By growing an assortment of varieties of peppers, you can have mild, meaty peppers for salads or stir-fries, slightly spicy peppers for fresh salsas, and hot peppers for bold jolts of flavor. Under hot summer conditions, varieties that bear huge fruits may shed their blossoms, but small, thin-walled peppers often keep going strong. Small-fruited peppers also ripen faster, which is important in cool climates where summers are short. Get help picking which peppers to grow with our Pepper Chooser.
As peppers change from green to yellow, orange, or red, both their vitamin content and flavor improve dramatically. People who think they don’t like peppers often change their minds once they have tasted fully ripened, garden-grown peppers. For many hot peppers, the ripest fruits (the ones that have turned red) pack the most heat.
Soil, Planting, and Care
- Give your pepper plant support using a wire cage or stakes.
- Small wire tomato cages make good supports for large bell pepper plants.
- Growing peppers is easy in any sunny, well-drained spot, and they are good candidates for roomy containers, too. Peppers have a naturally upright growth habit, so they often benefit from staking, which keeps brittle branches from breaking when they become heavy with fruit. Colorful peppers also make great additions to beds planted with flowers and other edible ornamentals, where they can easily serve as specimen plants. In beds or rows, the best spacing for most pepper plants is 18 to 24 inches apart (check the tag for exceptions). Peppers grow best in a soil with a pH between 6.2 and 7.0, although they can tolerate slightly alkaline conditions near 7.5. For in-ground gardens, mix a 3- to 5-inch layer of compost into each planting hole. A generous amount of organic matter helps the soil retain moisture, and moist soil is crucial for good pepper production.

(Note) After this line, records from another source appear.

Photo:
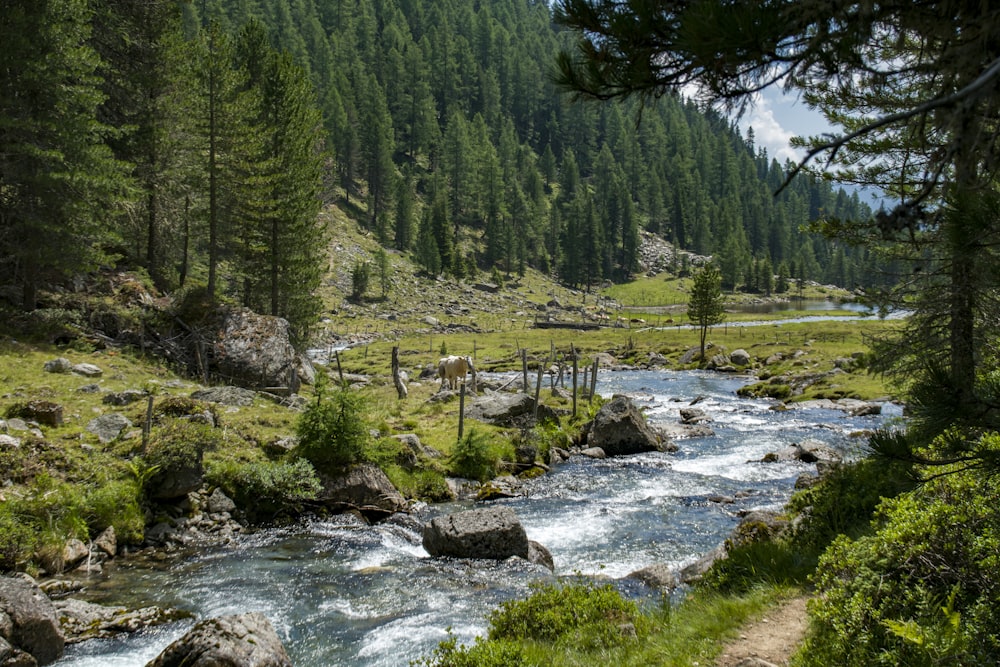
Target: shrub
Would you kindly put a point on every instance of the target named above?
(581, 614)
(921, 589)
(332, 430)
(473, 458)
(180, 444)
(265, 490)
(116, 504)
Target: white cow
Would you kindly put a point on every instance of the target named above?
(453, 369)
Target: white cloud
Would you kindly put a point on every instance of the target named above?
(768, 131)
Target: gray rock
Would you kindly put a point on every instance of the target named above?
(657, 576)
(235, 396)
(34, 625)
(365, 488)
(81, 620)
(740, 357)
(501, 408)
(127, 397)
(73, 553)
(58, 365)
(412, 442)
(696, 570)
(220, 502)
(245, 640)
(492, 532)
(620, 429)
(87, 370)
(107, 542)
(540, 555)
(13, 657)
(694, 416)
(255, 351)
(108, 427)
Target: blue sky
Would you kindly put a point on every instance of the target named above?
(776, 118)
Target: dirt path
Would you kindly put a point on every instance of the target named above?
(772, 638)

- Planting in a container or raised bed requires different, lighter soil. When planting in pots, fill them with a fluffy, premium quality potting mix like Miracle-Gro® Moisture Control® Potting Mix, which helps protect plants from under- and over-watering. In raised beds, try Miracle-Gro® Raised Bed Soil, which provides excellent drainage and an ideal environment for root growth. Wherever you plant, be sure to put a few inches of mulch down around each pepper plant to help keep the soil cool and moist.
- For bigger harvests, it’s helpful to feed plants with a continuous-release fertilizer like Miracle-Gro® Shake ‘n Feed® Tomato, Fruit & Vegetable Plant Food both at planting and regularly throughout the growing season (see label directions for timing). Simply pull back the mulch, scatter fertilizer around the base of each plant, and replace the mulch before watering well. Or, use a liquid fertilizer like Miracle-Gro® LiquaFeed® Tomato, Fruits & Vegetables Plant Food both at planting and every week or two afterward to keep plants well fed.
- Gardeners in hot climates may need to be patient with big bells and sweet roasting peppers, which often wait until nights become longer and cooler in late summer to load up with fruit. The wait will go by faster if you have less flashy (yet phenomenally productive) banana peppers to combine with tomatoes and basil in cool summer salads while bigger varieties slowly load up with fruits.